Adopting the RBA’s proposal would see Kenyan workers access their pension benefits, including the matched employer contributions, upon the attainment of the age of 50 -- which is the legally set early retirement age.

At 50, they must show proof of being unemployed.

Workers can tap their full pension before age 50 on grounds of ill health or when migrating out of Kenya permanently.

“A member may opt for payment of the total amount of the vested accrued benefits before attaining the retirement age on grounds of ill health, to the extent that it would occasion their retirement,” the RBA says.

The proposals to curb early payouts emerge in an era where retirees have continued to work because of lack or inadequate pension.

Earlier data from the Kenya National Bureau of Statistics (KNBS) showed that 708,902 of 869,338 persons above the age of 60 were in active employment, representing 81.5 percent of the senior citizens in the country.

This points to a possible deepening of old age poverty, which in itself has significant social implications in a country where the traditional patterns of the young caring for the old are changing.

Kenya also suffers from low pension coverage, with more than 70 percent of workers retiring without a pension, save for the less than sufficient payout from the National Social Security Fund (NSSF).

The NSSF’s monthly contributions stood at Sh400 for years and the fund on average paid out less than Sh250,000 when a member retires.
Workers are presently paying up to Sh4,320 monthly after the NSSF contributions were increased in February 2023.

The higher contributions lifted the pool of funds at the State-run national pension fund to more than Sh400 billion as of June last year, from 295.6 billion in December 2022

Kenyans on average are living longer and the rank of the elderly poor is rising as the traditional social fabric yields to the forces of rapid urbanisation and changing social and family trends.

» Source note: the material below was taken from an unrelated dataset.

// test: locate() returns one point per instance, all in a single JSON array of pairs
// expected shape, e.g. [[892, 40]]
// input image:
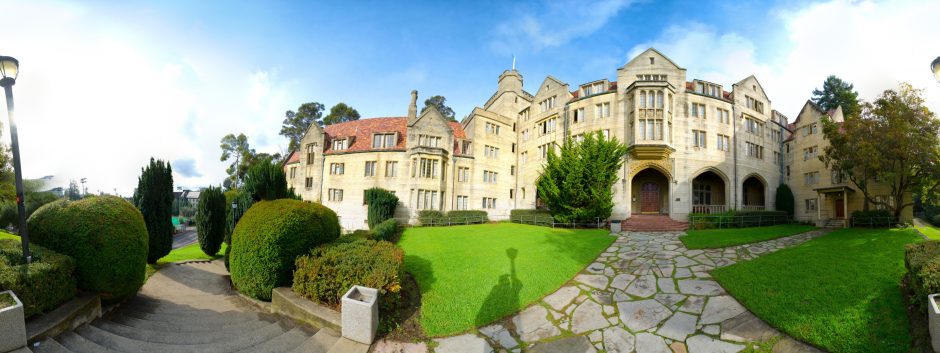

In the past, social security was not a bother to many Kenyans because there was a large extended family to fall back on in the rural areas. But as the social fabric weaken and more people opt to retire in urban centres, the trend is increasingly becoming a headache to policymakers.

This is what prompted the State to start a monthly stipend of Sh2,000 for those above 70 years to cushion them from old-age poverty.

A survey by the RBA published last month, for instance, established that more than half of retired Kenyans deemed their retirement savings as inadequate.

“A significant portion, 57 percent, expressed that their savings were inadequate, highlighting concerns about financial security,” said the survey report.

“In contrast, 41 percent believed their savings were sufficient, indicating varying levels of confidence in their financial preparedness. A small two percent remained uncertain about the adequacy of their savings.”

Retirement benefit assets under management (AUM) reached Sh1.97 trillion in June 2024, rising by 16.11 percent from Sh1.7 trillion a year earlier.

Fund managers and approved issuers held most assets amounting to Sh1.88 trillion, including Sh348.7 billion assets managed on behalf of the NSSF, which internally manages Sh52.5 billion.

More than half of the pension benefits or Sh1.01 trillion were invested in government securities.